I know I can go the other way and connect a dev kit device to a real cell phone, but I want to evaluate a new device's connection to a phone; without using a phone. This is for a development lab but it might become part of the factory test and they don't want to have a phone as test equipment.

I am just starting to work with nRF51-SDK from a windows machine but I am open to other suggestions. 

  • Hi,

    The nRF devices can have all BLE roles. Typically (though not always), phones act as BLE centrals. Also, phones more often act as GATT clients rater than GATT servers. However, any combination is possible, both on the phone side an the nRF side.
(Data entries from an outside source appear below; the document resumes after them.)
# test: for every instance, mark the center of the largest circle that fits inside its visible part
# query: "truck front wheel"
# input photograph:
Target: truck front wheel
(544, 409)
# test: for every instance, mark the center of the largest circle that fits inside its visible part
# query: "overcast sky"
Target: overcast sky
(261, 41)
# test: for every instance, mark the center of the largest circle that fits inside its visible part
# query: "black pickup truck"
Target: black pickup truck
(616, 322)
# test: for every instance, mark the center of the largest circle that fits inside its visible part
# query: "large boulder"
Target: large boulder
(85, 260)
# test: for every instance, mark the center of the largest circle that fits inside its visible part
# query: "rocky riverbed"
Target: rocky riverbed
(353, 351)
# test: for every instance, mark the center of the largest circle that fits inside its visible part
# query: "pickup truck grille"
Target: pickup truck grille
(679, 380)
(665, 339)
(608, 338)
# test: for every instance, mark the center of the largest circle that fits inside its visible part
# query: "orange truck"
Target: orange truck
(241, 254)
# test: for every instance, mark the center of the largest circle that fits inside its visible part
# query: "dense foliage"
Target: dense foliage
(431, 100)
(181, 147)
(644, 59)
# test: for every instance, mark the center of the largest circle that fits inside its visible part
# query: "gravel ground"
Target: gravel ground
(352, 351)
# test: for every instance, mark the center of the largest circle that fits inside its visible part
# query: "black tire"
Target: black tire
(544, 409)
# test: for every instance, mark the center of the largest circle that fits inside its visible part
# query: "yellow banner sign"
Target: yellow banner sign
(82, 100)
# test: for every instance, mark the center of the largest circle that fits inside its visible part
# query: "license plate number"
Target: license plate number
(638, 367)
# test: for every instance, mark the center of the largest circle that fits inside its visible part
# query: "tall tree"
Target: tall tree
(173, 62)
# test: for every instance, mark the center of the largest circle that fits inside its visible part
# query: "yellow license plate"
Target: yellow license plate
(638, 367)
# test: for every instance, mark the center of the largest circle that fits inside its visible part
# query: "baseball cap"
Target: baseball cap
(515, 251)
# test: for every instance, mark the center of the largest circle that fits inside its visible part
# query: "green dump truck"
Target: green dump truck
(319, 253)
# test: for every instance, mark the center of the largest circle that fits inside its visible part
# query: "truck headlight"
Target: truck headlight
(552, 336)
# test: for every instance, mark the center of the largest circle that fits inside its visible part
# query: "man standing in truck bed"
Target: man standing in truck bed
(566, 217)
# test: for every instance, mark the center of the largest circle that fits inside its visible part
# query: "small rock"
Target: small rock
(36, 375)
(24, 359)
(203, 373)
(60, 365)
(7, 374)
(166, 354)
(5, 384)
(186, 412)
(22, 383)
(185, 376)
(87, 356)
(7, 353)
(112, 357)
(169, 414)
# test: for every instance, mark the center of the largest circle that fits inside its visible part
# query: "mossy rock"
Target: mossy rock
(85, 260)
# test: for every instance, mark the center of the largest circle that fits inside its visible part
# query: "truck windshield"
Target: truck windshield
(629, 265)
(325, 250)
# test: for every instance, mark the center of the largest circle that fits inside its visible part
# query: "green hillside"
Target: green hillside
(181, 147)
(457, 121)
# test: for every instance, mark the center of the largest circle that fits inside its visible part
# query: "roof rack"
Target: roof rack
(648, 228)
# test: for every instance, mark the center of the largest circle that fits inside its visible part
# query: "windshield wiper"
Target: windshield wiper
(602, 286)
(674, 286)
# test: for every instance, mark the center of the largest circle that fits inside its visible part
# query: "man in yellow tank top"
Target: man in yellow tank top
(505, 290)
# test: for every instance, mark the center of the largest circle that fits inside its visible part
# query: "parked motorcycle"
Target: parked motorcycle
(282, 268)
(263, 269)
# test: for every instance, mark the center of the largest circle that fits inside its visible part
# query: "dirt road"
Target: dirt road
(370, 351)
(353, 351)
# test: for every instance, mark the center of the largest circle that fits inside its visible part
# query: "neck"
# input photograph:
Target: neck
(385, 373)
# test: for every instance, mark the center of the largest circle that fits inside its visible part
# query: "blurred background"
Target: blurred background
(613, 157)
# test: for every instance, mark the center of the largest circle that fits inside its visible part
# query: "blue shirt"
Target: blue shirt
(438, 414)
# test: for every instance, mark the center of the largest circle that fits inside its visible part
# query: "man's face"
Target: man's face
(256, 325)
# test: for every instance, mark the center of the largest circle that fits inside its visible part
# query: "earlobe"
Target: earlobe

Since you can implement everything on a nRF, there is no problem simulating a phone if this is what you mean. You can start by looking at some of the BLE Central examples that can be used together with a BLE Peripheral exmaple.

  • I am very new to bluetooth. I want to make sure that it will work with a device under test that is not BLE - one using a legacy bluetooth stack. I am not sure right now the profiles that they are using but I know that they started using bluetooth in an older product before BLE was adopted and they are using similar older code in this new product.

  • Hi,

    BobYoung said:
    I want to make sure that it will work with a device under test that is not BLE - one using a legacy bluetooth stack.

    I see. Note that the nRF HW is not capable of Bluetooth classic, so it cannot communicate with a Bluetooth classic device in any way. However, it is not a problem for a phone to be connected to both a BLE and a Bluetooth classic device at the same time, if that is what you mean.

    BobYoung said:
    I am not sure right now the profiles that they are using but I know that they started using bluetooth in an older product before BLE was adopted and they are using similar older code in this new product.

    Most Bluetooth classic profiles do not exist for BLE. But you could use a custom set of (custom) services if the product does not match a standard profile. The app on the phone could then handle both in a way that is transparent for the end-user.